Die Studie der britischen Wissenschaftler beruht auf der Methode des "Distributed Computing", bei der Rechenoperationen anstatt auf einem Riesencomputer auf vielen hunderten bis tausenden kleinen Rechnern durchgeführt werden:

Den Angaben der Forscher zufolge haben sich rund 95.000 Menschen aus 150 Ländern auf der Website "climateprediction.net" registriert, um sich das Auswertungsprogramm herunterladen zu können.
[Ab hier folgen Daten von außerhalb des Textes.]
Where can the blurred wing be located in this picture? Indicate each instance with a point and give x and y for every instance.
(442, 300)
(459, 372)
->   Climateprediction.net
"Distributed Computing" für die Klimaforschung
Die britischen Forscher sind Pioniere beim Einsatz von "Distributed Computing" für die Klimaforschung. Bisher wurde diese Methode gerne für die Weltraumerforschung - insbesondere die Suche nach außerirdischem intelligentem Leben - eingesetzt.
2.000 Simulationen in Auswertung eingeflossen
Die Teilnehmer von "climateprediction.net" übermittelten den Wissenschaftlern mehr als 60.000 Simulationen, von denen wiederum 2.000 in die Berechnungen einflossen. Als entscheidender Faktor für die Klimaerwärmung wurde der Kohlendioxid-Ausstoß herangezogen.
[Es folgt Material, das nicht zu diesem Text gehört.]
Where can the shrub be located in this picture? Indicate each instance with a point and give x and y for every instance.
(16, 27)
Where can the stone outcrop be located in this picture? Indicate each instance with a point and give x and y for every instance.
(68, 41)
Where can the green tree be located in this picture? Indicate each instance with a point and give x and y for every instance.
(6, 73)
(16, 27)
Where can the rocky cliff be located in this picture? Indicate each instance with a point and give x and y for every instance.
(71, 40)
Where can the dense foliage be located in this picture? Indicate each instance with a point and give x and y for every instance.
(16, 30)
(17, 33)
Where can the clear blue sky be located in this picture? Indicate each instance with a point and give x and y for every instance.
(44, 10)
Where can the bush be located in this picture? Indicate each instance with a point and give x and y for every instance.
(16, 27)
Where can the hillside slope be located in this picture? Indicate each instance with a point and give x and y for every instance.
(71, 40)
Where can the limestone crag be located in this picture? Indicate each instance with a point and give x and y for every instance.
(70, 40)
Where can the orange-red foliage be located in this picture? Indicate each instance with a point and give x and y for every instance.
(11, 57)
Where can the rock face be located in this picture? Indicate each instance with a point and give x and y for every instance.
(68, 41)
Wiener Expertin: Auch extremere Szenarien möglich
Die Ergebnisse lagen zwischen zwei und 11,5 Grad, berichten die Forscher. Die große Bandbreite erklären sie damit, dass in ihre Studie deutlich mehr Simulationen einflossen als bisher üblich. Eine deutliche Häufung verzeichneten sie bei 3,4 Grad Erwärmung - ein Wert, von dem auch die internationale Taskforce zum Klimawandel bisher ausging.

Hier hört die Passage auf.